I won’t go too far into the plot, because the plot twists a hundred times before the book ends, and each time you think you understand a character and the significance of the events they’re involved in, something new comes along and upends your understanding, forcing you to reevaluate.
Thompson does an excellent job presenting a tale that involves a number of Houston’s wealthiest families, as well as prostitutes, thieves, hit men, cops, prosecutors, boozers, addicts, bullying oil men, and celebrated surgeons–with the politics of oil and money hovering over it all.
If this had been a novel, readers might reject it as too complicated and too far-fetched. But real life is messier than novels, and as one writer pointed out, fiction has to stick to what’s probable, while real life only has to stick to what’s possible. The second realm is much broader than the first, and much more difficult to wrestle into a thorough and coherent story.
Thompson is an excellent portrayer of characters, and he introduces each new character with rich and salient detail before they become actors in the story.
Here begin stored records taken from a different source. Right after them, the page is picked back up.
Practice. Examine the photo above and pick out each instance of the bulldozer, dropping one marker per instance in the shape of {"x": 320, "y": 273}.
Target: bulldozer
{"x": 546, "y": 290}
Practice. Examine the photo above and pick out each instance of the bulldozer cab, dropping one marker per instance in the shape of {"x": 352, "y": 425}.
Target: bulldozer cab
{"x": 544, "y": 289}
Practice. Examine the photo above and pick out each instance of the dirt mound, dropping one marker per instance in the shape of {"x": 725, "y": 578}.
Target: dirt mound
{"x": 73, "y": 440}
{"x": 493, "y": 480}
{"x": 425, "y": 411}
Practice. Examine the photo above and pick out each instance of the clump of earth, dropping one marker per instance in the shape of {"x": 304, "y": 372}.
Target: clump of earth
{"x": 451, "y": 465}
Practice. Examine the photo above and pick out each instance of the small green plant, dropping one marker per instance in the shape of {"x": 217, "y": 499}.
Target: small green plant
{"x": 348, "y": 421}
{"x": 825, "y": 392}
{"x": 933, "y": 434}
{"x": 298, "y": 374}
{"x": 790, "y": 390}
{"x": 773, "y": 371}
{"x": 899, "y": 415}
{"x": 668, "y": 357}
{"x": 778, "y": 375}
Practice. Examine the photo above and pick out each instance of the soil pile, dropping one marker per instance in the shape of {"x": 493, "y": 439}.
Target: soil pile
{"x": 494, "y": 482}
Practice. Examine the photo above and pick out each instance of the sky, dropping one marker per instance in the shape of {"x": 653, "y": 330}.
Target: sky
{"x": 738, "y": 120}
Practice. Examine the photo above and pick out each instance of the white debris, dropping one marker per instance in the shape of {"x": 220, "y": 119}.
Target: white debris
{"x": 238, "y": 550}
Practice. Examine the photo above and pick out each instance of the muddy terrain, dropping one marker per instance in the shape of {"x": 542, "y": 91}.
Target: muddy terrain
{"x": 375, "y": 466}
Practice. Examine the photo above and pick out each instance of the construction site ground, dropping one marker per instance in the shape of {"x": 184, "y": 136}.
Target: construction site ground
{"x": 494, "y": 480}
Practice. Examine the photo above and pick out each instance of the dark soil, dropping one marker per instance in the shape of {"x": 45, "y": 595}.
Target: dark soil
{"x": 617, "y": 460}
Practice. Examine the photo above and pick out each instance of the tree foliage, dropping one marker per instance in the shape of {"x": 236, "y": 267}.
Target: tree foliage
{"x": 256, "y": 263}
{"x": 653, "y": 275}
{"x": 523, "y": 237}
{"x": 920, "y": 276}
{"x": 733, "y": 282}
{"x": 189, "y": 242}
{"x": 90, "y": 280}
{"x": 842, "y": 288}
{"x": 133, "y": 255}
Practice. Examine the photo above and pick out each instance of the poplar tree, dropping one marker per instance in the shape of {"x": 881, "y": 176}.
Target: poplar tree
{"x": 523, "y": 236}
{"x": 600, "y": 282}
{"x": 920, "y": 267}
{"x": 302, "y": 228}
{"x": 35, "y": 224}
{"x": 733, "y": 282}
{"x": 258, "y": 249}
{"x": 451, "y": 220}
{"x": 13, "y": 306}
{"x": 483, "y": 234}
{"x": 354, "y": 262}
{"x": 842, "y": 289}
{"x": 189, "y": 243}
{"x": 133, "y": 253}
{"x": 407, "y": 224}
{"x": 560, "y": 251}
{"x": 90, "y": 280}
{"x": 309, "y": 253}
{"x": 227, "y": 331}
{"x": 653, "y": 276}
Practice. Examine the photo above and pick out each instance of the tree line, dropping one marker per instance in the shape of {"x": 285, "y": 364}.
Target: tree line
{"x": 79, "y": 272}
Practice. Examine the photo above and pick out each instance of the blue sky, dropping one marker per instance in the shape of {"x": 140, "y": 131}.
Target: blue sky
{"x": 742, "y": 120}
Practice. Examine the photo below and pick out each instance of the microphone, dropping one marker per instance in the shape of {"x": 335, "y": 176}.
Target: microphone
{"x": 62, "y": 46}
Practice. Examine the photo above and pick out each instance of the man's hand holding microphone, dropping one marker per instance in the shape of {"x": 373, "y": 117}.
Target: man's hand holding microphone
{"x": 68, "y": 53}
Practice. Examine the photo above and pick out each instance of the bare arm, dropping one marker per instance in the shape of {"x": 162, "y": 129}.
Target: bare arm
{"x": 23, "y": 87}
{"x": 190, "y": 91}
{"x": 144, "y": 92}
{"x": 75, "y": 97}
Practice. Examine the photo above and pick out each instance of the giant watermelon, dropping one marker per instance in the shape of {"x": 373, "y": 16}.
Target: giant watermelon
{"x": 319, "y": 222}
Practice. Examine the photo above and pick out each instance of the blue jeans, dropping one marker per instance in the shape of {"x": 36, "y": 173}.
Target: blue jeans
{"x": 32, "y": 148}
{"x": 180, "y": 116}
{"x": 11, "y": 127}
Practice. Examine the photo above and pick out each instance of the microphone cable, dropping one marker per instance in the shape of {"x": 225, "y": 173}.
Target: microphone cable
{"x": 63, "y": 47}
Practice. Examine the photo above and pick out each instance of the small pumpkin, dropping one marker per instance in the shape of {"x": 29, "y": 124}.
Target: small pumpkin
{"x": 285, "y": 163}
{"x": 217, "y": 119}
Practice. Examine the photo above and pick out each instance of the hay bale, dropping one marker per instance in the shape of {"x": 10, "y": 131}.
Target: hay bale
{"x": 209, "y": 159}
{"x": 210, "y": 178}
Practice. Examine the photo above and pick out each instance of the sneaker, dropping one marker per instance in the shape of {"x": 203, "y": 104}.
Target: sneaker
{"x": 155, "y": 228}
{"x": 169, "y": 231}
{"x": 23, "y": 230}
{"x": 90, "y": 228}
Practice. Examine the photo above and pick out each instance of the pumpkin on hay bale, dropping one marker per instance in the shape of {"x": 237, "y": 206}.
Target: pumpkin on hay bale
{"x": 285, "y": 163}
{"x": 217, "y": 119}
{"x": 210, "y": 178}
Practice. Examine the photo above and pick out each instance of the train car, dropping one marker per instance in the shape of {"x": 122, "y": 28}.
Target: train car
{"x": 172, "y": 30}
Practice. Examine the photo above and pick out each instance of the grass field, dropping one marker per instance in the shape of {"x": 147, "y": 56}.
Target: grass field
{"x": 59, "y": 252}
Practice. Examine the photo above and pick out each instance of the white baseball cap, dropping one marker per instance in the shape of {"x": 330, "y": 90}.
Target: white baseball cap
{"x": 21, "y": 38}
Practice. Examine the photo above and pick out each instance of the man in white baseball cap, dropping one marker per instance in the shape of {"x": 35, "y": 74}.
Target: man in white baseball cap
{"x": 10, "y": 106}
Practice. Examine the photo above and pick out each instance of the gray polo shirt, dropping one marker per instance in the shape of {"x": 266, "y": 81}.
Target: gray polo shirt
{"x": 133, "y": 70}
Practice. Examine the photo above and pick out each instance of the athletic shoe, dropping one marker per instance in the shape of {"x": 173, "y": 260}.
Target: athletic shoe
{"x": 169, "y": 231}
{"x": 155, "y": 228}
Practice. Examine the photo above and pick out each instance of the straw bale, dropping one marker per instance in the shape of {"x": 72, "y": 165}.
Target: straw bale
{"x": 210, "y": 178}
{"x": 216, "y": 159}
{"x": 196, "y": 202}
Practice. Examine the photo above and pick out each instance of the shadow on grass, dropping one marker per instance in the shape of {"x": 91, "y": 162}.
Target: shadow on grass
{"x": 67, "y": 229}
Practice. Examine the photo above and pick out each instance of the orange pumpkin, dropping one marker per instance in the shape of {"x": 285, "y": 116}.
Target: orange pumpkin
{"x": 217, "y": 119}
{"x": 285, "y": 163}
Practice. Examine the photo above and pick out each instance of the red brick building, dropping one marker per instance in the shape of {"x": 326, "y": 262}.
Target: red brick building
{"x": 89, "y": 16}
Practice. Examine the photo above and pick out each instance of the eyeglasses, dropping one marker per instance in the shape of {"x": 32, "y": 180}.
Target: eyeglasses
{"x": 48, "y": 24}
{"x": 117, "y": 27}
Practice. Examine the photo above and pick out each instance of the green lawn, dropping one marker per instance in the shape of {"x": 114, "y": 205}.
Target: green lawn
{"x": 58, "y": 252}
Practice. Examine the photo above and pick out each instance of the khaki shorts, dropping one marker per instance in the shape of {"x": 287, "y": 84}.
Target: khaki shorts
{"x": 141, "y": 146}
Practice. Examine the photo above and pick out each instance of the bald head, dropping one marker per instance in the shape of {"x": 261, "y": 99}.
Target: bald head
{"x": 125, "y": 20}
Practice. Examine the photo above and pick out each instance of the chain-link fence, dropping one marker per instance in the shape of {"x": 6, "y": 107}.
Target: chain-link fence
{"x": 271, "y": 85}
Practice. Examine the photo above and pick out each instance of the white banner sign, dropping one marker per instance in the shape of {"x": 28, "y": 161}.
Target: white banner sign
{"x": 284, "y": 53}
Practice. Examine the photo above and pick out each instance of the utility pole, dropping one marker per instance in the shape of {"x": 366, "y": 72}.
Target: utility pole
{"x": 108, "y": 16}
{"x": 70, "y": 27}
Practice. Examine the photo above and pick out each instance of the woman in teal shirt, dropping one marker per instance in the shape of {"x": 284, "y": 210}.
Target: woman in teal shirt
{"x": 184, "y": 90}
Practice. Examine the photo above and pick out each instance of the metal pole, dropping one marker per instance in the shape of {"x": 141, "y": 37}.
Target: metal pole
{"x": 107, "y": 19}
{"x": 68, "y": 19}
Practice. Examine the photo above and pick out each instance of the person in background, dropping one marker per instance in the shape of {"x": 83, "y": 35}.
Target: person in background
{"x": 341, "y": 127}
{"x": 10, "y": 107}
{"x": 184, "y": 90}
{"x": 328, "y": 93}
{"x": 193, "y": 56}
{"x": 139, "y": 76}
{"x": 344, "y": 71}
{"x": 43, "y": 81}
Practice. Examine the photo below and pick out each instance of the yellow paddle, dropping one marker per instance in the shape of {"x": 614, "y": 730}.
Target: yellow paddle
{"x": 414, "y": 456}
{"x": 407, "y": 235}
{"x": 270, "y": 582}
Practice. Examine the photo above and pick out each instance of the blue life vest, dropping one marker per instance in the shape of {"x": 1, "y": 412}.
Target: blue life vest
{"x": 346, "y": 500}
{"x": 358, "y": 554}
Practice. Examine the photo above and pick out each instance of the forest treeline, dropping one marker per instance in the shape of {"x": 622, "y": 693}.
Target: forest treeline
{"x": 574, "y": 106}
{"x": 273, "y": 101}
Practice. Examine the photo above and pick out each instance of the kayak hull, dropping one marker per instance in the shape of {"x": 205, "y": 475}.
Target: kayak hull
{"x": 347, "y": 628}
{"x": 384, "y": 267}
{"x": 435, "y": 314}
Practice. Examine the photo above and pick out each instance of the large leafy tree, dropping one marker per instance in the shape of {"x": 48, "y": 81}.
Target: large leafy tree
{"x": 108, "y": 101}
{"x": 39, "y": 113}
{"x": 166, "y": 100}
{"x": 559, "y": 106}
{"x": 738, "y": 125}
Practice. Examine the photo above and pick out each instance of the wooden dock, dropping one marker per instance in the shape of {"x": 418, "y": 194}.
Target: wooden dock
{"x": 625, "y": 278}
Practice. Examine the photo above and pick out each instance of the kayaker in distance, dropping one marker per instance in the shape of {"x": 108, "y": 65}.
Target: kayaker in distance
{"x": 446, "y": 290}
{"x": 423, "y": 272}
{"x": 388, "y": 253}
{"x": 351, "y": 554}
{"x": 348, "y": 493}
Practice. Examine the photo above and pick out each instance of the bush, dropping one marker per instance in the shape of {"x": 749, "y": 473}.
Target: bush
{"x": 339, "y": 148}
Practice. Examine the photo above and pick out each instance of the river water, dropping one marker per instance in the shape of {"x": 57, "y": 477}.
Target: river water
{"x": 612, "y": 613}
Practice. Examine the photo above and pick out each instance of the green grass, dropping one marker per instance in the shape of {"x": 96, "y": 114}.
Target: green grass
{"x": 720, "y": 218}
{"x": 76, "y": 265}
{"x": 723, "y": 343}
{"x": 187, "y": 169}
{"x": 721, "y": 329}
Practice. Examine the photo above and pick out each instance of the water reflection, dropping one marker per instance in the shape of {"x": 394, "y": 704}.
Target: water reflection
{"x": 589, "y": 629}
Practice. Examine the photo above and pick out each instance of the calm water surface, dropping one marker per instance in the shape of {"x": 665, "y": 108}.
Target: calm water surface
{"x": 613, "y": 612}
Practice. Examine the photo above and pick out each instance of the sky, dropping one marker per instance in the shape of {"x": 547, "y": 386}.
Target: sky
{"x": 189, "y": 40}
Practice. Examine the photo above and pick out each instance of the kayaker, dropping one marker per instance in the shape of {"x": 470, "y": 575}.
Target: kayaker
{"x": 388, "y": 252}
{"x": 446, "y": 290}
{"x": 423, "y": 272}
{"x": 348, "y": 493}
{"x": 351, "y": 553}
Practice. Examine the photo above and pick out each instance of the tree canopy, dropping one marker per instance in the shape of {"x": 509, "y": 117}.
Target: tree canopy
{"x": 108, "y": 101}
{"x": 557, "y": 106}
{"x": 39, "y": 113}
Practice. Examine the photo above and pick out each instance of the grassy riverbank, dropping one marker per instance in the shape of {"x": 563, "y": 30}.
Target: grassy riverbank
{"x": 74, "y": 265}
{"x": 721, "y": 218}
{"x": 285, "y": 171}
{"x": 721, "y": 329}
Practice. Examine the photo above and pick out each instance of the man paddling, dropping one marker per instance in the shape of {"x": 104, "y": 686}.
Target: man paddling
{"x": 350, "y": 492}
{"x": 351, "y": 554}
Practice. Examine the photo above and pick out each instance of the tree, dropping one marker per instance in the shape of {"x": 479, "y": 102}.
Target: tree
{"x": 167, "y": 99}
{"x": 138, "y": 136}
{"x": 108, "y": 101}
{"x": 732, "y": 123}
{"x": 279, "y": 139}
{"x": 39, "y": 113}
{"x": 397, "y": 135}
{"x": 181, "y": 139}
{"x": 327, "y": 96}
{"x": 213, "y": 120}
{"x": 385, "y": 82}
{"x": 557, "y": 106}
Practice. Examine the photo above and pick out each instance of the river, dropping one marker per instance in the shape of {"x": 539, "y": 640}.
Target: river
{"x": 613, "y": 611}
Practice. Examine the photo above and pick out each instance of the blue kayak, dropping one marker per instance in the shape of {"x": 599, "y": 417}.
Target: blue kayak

The prostitute is not merely a prostitute. She’s a fully fleshed out human being whose past informs an intelligent world view. By the time you see her interacting with the other characters and making decisions, you understand her motives, her fears and desires. The same goes for the cops, the oil man, the thief, the prosecutors, the young woman and the husband. Because the author has taken the time to make them all well rounded, relatable characters, you begin to see each part of the story from each character’s perspective, and the story that could stand on plot alone becomes exceptionally rich and multifaceted.
The brilliance of this work lies first in the scope and depth of the author’s research, and second in his ability to tell a tale such a complex tale with such richness, nuance, and clarity. If you like stories that portray complex (and lurid) human interaction within a rich social and historical context, you will love this book. Thompson makes it easy to sink in for the long, strange trip.